法然上人

法然上人は美作の国、押領使漆間時国の一子で、幼名を勢至丸といい、九歳の時、父の遺命により出家を志し菩提寺の観覚の弟子となった。のち十五歳の時叡山に登り持宝院の源光をたずね、源光の推薦で、功徳院の皇国阿闍梨の室に入り、天台の学を修め、また黒谷の叡空の室に入って密教学を修め大乗円頓の大戒を受け、二十四歳の時にはあらゆる仏学をきわめつくし、また南部の碩学を歴訪して諸宗の奥義に達した。
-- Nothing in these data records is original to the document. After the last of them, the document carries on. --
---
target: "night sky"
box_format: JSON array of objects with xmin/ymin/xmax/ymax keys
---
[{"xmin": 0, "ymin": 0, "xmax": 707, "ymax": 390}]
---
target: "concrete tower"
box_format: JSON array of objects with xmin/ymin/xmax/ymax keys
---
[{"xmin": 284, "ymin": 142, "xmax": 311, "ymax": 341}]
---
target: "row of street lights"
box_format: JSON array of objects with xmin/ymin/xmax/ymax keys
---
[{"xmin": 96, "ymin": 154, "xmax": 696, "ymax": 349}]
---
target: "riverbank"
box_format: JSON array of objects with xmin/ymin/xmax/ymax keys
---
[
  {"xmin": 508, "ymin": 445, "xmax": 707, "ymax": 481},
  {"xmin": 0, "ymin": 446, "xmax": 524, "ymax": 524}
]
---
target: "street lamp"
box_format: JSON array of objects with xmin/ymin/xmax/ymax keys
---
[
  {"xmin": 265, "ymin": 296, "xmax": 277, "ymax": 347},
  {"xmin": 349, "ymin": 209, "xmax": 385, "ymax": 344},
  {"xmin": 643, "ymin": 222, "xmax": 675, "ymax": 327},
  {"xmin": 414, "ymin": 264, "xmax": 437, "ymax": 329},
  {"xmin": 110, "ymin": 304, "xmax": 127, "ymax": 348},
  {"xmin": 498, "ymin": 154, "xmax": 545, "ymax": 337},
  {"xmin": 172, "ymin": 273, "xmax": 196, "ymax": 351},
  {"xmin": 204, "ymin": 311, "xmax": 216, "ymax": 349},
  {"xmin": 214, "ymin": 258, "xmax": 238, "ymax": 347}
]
上人は、智慧第一の法然房と称された。のち、師の叡空より「往生要集」をさずかり、善導の「観経四帖疏」を読むに至って、念仏修行の功徳を知り、専修念仏の宗義をとなえ、ついに、浄土の一宗を開創した。以来上人はさかんに専修念仏法義を談じ、上人の徳風は四方におよんで南都北嶺の学匠のその門に入るものも多く、念仏の一門は日々門前に市をなしたといわれている。しかしその結果、上人は南都北嶺の僧徒より嫉妬を受け元久元年には念仏停止の訴願をこうむり、承元の法難を受け、念仏停止の命がくだり上人は土佐に流罪となった。また上人は弟子綽空と関白兼実公の娘玉日姫と妻し、弥陀本願の易行易修を示して、肉食妻帯の新例を開いた。上人は、赦免後、ふたたび京師に入って大谷の禅坊に住し、もっぱら念仏をとなえて、自行化他の行を怠らず、浄土の一門はますます栄えた。のち、その徳を賞し、円光大師の謚号を賜わった。